Tissue-engineered scaffolds may improve experimental outcomes in cardiac cell therapy by targeted delivery of stem cells and mechanically support an infarcted left ventricular (LV) wall. We transplanted cardiomyocyte-like cells (5×10(5)) with scaffolding via epicardial patching (cell patch, n=17) or a low-dose intramyocardial hydrogel (LD hydrogel, n=18), a high-dose (5×10(6)) intramyocardial hydrogel (HD hydrogel, n=18) or transplanting a serum-free medium control (control, n=13), a blank patch (n=14), and a blank gel (n=16) for targeted cardiomyoplasty in a myocardial infarcted rat model.
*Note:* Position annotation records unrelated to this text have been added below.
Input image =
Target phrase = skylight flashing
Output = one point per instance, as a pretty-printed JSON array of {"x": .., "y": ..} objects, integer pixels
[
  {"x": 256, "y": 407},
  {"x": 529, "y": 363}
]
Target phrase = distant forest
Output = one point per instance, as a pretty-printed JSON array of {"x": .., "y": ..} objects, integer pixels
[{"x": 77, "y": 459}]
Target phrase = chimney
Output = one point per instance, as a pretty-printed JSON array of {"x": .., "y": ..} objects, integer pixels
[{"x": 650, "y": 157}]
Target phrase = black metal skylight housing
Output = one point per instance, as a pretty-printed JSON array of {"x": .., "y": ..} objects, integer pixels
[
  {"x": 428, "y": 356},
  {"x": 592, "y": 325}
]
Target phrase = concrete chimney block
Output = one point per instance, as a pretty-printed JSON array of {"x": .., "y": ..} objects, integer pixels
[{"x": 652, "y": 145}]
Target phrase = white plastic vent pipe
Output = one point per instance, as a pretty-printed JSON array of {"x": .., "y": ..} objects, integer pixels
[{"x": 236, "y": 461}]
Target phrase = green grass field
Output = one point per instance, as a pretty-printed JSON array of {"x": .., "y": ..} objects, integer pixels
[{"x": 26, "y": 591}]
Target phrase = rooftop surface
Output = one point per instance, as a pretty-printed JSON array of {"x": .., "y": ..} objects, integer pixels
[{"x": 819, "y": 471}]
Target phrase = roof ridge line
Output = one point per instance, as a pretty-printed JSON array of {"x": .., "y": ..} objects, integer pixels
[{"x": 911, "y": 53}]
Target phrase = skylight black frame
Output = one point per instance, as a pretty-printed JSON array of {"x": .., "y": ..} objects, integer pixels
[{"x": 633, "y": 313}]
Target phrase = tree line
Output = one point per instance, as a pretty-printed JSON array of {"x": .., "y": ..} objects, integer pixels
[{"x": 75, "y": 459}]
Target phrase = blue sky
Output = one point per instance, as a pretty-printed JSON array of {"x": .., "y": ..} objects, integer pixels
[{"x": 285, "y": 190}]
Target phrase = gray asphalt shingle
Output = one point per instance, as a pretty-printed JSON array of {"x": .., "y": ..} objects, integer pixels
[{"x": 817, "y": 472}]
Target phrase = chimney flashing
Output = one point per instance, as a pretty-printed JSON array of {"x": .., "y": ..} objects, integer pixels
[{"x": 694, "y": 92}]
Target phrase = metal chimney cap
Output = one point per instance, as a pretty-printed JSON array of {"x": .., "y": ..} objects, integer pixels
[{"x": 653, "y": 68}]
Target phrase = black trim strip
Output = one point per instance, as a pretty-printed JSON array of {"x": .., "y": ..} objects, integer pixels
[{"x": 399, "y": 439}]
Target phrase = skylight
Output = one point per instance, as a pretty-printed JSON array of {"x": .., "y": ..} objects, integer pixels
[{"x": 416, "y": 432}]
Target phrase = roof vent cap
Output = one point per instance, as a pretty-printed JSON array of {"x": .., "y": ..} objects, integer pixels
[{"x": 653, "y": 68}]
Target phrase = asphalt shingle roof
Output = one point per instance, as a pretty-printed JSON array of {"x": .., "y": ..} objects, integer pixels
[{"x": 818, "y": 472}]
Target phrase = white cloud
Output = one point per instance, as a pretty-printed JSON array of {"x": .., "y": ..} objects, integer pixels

LV real-time hemodynamics were assessed using a 1.9-F pressure-volume catheter 7 weeks after stem cell transplantation. All mode of scaffold transplantation protected diastolic function by preserving LV wall integrity that resulted in a lower end diastolic pressure-volume relationship (EDPVR) as compared to a control medium-injected group. Moreover, epicardial patching, but not hydrogel injection, reduced ventricular wall stress with a significantly better LV end diastolic pressure (EDP: 5.3±2.4 mmHg vs. 9.6±6.9 mmHg, p<0.05) as compared to control. Furthermore, epicardial patching additionally preserved systolic function by modulating negative remodeling through restricting dilatation of the LV chamber. In comparison to control, an improved ejection fraction in the cell patch group (80.1%±5.9% vs. 67.9%±3.2%, p<0.01) was corroborated by load-independent enhancement of the end systolic pressure-volume relationship (ESPVR: 0.88±0.61 mmHg/uL vs. 0.29±0.19 mmHg/uL, p<0.05) and preload recruitable stroke work (PRSW: 68.7±26.4 mmHg vs. 15.6±16.2 mmHg, p<0.05) in systolic function. Moreover, the cell patch group (14.2±1.7 cells/high-power field vs. 7.4±1.6 cells/high power field, p<0.05) was significantly better in myocardial retention of transplanted stem cells as compared to the LD hydrogel group. Collectively, myocardial transplantation of compliant scaffolding materials alone may physically improve wall mechanics, largely independent of stem cells. However, epicardially grafted cell patch conferred added systolic contractility by improving stem cell retention and cellular alignment leading to improved LV remodeling and geometric preservation postinfarction.